I still contend that Mom wanted my speech to be spontaneous. How do you say in five to ten minutes who and what your mother meant to you, and to everybody else? How do you defend and honor the direction of her whole life? You really can’t. The young pastor had it easy because he was new to the church when Mom got sick, and he only had one poignant memory of her. I had a lifetime. But I managed. It came to me.

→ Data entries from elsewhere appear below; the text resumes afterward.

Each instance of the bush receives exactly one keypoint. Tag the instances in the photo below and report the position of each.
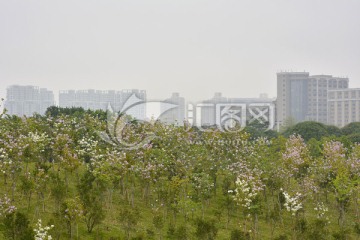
(237, 234)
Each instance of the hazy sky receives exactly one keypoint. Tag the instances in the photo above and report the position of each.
(195, 47)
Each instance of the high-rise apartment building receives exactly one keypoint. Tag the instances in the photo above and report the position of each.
(175, 115)
(27, 100)
(96, 99)
(302, 97)
(344, 106)
(318, 87)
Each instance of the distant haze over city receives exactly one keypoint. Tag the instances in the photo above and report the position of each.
(193, 47)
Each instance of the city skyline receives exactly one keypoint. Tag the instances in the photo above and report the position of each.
(233, 47)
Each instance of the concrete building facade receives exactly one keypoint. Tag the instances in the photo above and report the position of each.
(27, 100)
(301, 97)
(344, 106)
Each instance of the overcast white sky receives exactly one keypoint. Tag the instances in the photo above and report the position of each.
(195, 47)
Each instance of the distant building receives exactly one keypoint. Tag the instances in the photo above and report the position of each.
(344, 106)
(96, 99)
(302, 97)
(176, 115)
(221, 111)
(27, 100)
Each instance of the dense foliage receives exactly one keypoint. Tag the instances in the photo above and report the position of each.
(59, 180)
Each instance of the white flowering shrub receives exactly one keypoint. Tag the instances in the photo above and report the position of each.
(246, 191)
(292, 204)
(42, 232)
(321, 210)
(6, 207)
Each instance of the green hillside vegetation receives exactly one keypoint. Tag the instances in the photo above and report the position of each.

Then my brother, my shy, soft-spoken brother, decided to say something. And he took a different approach. He didn’t try to sum her up or tell people something that perhaps they didn’t know. He just talked about little things that are no longer there, like dinner at 5:00. My mother’s day revolved around dinner time, and my father put it out there for her. If you showed up at their house any time between 4 and 6, you’d see the table set, smell food cooking. All the lights would be on. Dad would be busy in the kitchen, and Mom would be warm in a chair stalking people on Facebook or watching HGTV or All My Children. Since then, Dad has stopped thinking about dinner. I had to throw something together for him on Sunday when I realized that it was 6:30, and the kitchen was dark. That kind of absence is a real kick in the ass. It’s even worse than the little objects lying around in memoriam, like a beat-up pair of slides she used for gardening still sitting on the back porch or the little glass and ceramic things she collected, arranged meticulously in a display cabinet. It’s less a reminder as it is a void. A big question. What goes here now?